The max. speed of a particle in S.H.M. is found to be $62.8cm/s$. If the amplitude is 20cm its period of oscillation is
(A) 1 sec
(B) 2 sec
(C) 3 sec
(D) 4 sec

Answer 1

Hint
From the relation between the angular speed of a particle and the maximum velocity in an S.H.M. ${v_{\max }} = A\omega $ , we can find the angular speed. Then, from the angular speed we can find the time period of oscillation.

Formula Used: In this solution, we will be using the following formula,
$\Rightarrow {v_{\max }} = A\omega $
where ${v_{\max }}$ is the maximum speed of the particle in S.H.M.
$A$ is the amplitude of the oscillation of the S.H.M. and $\omega $ is the angular velocity.
where angular velocity $\omega = \dfrac{{2\pi }}{T}$, $T$ is the time period of oscillation.

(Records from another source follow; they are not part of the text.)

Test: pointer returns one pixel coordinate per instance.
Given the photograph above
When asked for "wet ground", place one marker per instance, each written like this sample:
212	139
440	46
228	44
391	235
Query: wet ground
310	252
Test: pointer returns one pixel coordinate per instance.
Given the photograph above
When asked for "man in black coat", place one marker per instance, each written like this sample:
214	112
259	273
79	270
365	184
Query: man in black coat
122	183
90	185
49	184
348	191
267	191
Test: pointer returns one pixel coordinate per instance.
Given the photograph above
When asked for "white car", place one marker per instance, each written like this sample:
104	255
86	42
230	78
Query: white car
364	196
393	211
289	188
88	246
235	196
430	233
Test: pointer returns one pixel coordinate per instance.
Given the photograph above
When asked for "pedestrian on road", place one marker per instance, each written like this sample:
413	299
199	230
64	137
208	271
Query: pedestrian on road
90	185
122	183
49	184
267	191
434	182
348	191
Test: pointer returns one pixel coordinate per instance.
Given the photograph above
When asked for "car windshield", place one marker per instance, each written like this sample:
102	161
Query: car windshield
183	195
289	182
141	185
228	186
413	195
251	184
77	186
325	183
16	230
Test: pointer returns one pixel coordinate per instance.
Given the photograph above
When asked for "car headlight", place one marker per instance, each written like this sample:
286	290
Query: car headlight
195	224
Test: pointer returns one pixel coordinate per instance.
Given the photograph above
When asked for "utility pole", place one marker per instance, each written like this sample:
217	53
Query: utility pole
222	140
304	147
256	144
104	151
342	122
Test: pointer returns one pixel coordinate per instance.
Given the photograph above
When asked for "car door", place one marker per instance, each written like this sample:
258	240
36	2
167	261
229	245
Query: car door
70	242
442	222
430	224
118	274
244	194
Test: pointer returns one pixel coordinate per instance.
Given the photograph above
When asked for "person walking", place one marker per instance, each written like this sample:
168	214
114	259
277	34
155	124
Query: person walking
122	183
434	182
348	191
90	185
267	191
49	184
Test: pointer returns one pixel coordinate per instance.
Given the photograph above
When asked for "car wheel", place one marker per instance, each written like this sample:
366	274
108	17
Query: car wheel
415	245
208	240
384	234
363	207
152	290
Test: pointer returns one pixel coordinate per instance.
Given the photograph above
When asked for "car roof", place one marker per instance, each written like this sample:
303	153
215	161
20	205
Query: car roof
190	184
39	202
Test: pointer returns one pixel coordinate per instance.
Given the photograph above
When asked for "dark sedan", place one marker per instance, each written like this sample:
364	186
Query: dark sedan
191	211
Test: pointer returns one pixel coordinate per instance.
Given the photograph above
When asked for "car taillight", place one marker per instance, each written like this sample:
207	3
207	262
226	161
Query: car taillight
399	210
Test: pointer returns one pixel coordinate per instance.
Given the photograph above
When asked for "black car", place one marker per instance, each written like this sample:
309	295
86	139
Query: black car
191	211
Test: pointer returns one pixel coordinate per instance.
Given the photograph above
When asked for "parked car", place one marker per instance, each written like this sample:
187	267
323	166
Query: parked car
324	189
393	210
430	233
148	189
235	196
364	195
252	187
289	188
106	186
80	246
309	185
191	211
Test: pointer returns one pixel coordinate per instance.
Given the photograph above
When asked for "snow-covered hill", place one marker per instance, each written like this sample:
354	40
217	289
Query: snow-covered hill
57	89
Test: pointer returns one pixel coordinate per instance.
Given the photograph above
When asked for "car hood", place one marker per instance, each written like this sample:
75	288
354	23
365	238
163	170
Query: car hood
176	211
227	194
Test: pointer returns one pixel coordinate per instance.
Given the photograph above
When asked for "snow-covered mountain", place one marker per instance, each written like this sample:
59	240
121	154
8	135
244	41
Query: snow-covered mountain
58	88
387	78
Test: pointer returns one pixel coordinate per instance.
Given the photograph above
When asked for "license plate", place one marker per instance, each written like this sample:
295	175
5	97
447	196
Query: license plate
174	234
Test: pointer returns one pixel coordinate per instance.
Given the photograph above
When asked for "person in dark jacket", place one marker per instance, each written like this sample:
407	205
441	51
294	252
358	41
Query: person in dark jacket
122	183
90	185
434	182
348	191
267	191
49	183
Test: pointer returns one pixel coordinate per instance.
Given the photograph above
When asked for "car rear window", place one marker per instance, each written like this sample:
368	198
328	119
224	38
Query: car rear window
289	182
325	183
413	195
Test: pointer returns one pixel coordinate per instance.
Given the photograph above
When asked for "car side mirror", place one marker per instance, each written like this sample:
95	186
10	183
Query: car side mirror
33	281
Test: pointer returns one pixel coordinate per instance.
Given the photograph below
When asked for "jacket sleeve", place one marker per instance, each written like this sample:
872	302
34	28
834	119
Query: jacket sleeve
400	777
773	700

Complete step by step answer
For an S.H.M. The maximum speed is given by the product of the amplitude and the angular speed of the wave.
So ${v_{\max }} = A\omega $.
Now in the question, we are provided with the maximum speed and the amplitude of the wave. So from there, we can calculate the angular speed of the wave.
Therefore we can write from the previous equation,
$\Rightarrow \omega = \dfrac{{{v_{\max }}}}{A}$
Substituting the values ${v_{\max }} = 62.8cm/s$ and $A = 20cm$in the equation we get,
$\omega = \dfrac{{62.8}}{{20}}rad/s$
Calculating this we get,
$\Rightarrow \omega = 3.14rad/s$
The value $3.14$ is approximately equal to the value of $\pi $.
So the value of angular speed as,
$\Rightarrow \omega = \pi rad/s$
Now, the angular speed and the time period are related by the equation,
$\Rightarrow \omega = \dfrac{{2\pi }}{T}$
We can write this as,
$\Rightarrow T = \dfrac{{2\pi }}{\omega }$
Now substituting the value of angular speed in this equation we get,
$\Rightarrow T = \dfrac{{2\pi }}{\pi }s$
Therefore, we get,
$\Rightarrow T = 2s$
So the time period of oscillation is 2 sec.
Hence the correct option is B.

Note
The simple harmonic motion is a special type of periodic motion. Here the displacement of the object is directly proportional to its restoring force and it acts towards the equilibrium position of the object. In an S.H.M. at the equilibrium position, the speed is zero and it is the maximum at the extremes.